There’s a saying: numbers don’t lie. But while numbers don’t lie, they often reflect the assumptions, beliefs, and biases of the people who do the math. Before we can count, we first have to decide what should be counted—we count what we think matters. So who decides what matters? Who counts, and who decides how and what to count? In this talk, we’ll consider how we come to judgments about what counts, and how we decide to count—and who gets to decide what counts. We’ll talk about how we use counting to decide what matters, and how we might reconsider what might matter in our deciding how to count.
Emily Barnes Franklin
Harnessing Data Science for Improved Chemical Characterization of the Atmosphere
Organic compounds in the atmosphere play an important role in both climate change and public health. Direct emissions transform into secondary products during atmospheric oxidation, with each generation of products more complex than the ones that preceded it. The number of organic compounds in the atmosphere is estimated to be in the millions, and the vast majority of these compounds have never been synthesized in a lab and cannot be definitively identified. Analytical instrumentation has rapidly evolved to produce increasingly large, high resolution datasets describing this complexity. This has created significant challenges for researchers, and results in underutilization of the full scope of information made available by advances in instrumentation. Increased application of data science in observational atmospheric chemistry through collaborations between data scientists and chemists represents a significant opportunity for improving our understanding of the chemistry of the atmosphere, a critical step towards combating air pollution and climate change.

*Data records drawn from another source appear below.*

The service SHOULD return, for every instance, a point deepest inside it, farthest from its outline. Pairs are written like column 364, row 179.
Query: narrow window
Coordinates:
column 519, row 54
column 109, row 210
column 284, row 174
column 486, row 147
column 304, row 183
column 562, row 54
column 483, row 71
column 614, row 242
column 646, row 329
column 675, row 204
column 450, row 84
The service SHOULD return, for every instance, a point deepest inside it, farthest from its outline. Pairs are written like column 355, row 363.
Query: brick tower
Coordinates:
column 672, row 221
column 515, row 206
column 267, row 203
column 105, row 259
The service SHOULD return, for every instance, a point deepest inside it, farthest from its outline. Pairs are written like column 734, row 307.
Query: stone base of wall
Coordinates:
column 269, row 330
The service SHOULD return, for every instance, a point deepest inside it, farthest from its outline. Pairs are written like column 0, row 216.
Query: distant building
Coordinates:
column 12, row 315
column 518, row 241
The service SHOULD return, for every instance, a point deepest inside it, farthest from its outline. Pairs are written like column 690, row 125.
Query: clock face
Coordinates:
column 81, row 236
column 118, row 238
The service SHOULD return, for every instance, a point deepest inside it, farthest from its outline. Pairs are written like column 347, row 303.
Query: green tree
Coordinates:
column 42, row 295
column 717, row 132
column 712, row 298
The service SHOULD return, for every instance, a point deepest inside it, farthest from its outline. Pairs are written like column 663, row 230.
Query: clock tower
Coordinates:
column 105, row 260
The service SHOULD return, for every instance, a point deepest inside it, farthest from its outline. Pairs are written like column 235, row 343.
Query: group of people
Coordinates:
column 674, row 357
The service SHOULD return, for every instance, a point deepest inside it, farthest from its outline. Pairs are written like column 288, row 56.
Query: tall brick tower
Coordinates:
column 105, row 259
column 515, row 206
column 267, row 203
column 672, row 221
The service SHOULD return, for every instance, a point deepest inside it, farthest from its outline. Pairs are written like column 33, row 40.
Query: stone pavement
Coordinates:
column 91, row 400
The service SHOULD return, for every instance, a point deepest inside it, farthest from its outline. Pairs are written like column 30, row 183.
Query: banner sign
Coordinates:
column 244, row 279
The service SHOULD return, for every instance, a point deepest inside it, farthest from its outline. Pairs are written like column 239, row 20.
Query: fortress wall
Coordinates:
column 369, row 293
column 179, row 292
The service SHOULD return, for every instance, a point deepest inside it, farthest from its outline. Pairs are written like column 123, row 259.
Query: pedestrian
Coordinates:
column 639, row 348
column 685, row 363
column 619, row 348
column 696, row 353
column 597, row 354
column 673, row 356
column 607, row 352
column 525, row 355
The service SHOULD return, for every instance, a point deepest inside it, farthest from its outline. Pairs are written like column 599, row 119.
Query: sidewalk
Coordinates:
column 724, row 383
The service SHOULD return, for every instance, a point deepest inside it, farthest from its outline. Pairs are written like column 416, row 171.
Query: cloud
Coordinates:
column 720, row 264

Data Accountability: The Impact of Privacy, Data Protection, and Quality of Data for Artificial Intelligence
AI products such as GPT-3 (based on text) and DALL-E (based on images) are currently the focus of intense scrutiny and hype. But none of the current crop of AI products would exist without access to massive amounts of data. This talk will present a brief overview of an emergent area I call “data accountability” that critically examines the sources of data for data-centric AI systems. While privacy and data protection regulations will directly impact what data can be used by these systems, there are increasingly critical questions being raised about the quality of data that feeds them: sourcing, labeling, consent, and the lifecycle of data, including deletion. Data scientists will need to play a critical role in addressing these issues as AI continues to be developed.